If history and social psychology have taught us anything, it’s that most people, civilian and military alike, will go along with the instructions of those they perceive as authority figures, no matter what horrors they have to witness or carry out — and for the most part, that’s precisely what happened after 9/11. Although it was CIA rather than military personnel who were implicated in many of the most egregious post-9/11 abuses, military officers went along with plenty of bad actions and sometimes instigated them.
Retroactive application
Even firmer resistance from military officials probably wouldn’t have stopped the Bush administration from resorting to torture. In the years immediately following 9/11, White House officials turned repeatedly to the CIA for those jobs that made military personnel squirm. And Congress didn’t exactly demand compliance with the spirit of the law, either. Though lawmakers eventually passed legislation prohibiting some of the most abusive interrogation practices, they also repeatedly altered US laws in ways that enabled those same abuses to go unpunished. They provided a “just following orders” defence, for instance, and watered down previous war crimes legislation, with retroactive application.

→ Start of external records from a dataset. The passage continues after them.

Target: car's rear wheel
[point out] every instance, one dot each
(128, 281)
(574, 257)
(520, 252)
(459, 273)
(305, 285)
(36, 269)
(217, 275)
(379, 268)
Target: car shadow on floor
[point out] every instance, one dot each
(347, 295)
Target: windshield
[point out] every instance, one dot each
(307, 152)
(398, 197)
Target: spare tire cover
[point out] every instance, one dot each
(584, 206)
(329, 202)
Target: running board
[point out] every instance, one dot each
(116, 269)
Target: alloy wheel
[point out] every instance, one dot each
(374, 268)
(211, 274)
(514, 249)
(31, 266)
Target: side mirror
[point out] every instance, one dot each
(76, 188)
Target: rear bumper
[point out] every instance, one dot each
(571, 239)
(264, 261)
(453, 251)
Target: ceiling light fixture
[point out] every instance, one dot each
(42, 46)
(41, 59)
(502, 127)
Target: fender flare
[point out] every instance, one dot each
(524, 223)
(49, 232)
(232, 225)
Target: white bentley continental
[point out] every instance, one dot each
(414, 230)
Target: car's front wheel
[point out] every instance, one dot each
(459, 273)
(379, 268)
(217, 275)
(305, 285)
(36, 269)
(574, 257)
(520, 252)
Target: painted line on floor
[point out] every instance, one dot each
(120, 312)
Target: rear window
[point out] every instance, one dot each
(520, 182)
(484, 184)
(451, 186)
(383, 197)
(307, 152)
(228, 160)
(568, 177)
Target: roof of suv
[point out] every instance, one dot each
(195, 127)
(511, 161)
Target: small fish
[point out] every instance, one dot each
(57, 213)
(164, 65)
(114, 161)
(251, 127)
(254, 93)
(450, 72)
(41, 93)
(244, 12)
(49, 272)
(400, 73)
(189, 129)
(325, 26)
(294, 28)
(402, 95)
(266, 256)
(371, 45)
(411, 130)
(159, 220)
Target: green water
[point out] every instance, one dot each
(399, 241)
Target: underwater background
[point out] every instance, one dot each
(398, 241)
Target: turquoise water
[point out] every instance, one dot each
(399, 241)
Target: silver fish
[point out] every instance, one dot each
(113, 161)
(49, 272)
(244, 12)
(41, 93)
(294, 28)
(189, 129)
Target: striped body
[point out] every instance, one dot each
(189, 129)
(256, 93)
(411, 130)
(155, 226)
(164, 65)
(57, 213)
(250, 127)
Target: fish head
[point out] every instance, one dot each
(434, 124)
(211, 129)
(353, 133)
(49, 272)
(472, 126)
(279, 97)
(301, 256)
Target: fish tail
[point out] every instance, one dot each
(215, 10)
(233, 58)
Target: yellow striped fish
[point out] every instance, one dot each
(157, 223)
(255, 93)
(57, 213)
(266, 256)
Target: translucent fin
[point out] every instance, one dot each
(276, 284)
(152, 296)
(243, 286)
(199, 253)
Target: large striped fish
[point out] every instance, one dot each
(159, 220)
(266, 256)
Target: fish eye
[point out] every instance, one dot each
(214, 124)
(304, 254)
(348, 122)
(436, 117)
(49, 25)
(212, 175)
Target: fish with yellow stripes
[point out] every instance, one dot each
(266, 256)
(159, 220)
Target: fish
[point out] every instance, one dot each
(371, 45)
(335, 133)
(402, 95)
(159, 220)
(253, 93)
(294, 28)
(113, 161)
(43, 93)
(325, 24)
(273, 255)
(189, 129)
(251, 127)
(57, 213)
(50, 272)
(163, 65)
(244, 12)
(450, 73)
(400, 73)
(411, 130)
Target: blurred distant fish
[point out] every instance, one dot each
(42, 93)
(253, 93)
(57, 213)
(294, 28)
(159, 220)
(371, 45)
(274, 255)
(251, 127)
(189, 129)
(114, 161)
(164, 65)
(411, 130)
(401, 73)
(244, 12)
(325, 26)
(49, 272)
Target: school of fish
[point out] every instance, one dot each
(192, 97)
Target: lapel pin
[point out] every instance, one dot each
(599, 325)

If the Bush administration eventually abandoned its most controversial detention and interrogation practices, it wasn’t because the military rebelled — it had more to do with the fatigue engendered by years of bad publicity, ceaseless external legal challenges and pressure from unhappy US allies.

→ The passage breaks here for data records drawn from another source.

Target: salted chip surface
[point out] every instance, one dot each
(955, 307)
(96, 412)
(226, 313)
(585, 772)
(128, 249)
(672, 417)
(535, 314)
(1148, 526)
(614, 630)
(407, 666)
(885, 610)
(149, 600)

We’ve seen similar dynamics in recent debates about controversial Obama administration practices. Several military leaders have questioned the legality, morality and strategic wisdom of secret US drone strikes outside of traditional battlefields, particularly when the targets are US citizens. But just as they did under President Obama’s predecessor, Justice Department lawyers have provided memos offering legal justifications, muting any military resistance. US military intervention in Syria is also arguably illegal under international law, and numerous lawyers in the armed forces have expressed private concerns about this and about the legality of current US action under the 2001 Authorisation for Use of Military Force. But here again, don’t expect a mutiny or a coup. However much we might sometimes wish it to, law doesn’t exist wholly beyond politics — and neither does the military. We shouldn’t expect troops to stand up against illegal or immoral practices when the White House, the CIA, Congress and most members of the American public can’t be bothered to do so. So if you don’t want Trump — or any potential president, now or in the future — to bring back thumbscrews, carpet bombing and the deliberate targeting of innocent civilians, don’t count on the military to stop him. The best hope, against this and all other forms of savagery and bigotry, is exactly what it’s always been: Citizens need to speak out strongly and repeatedly, in the media, in the classroom, in the neighbourhood and on the streets. And don’t forget to vote.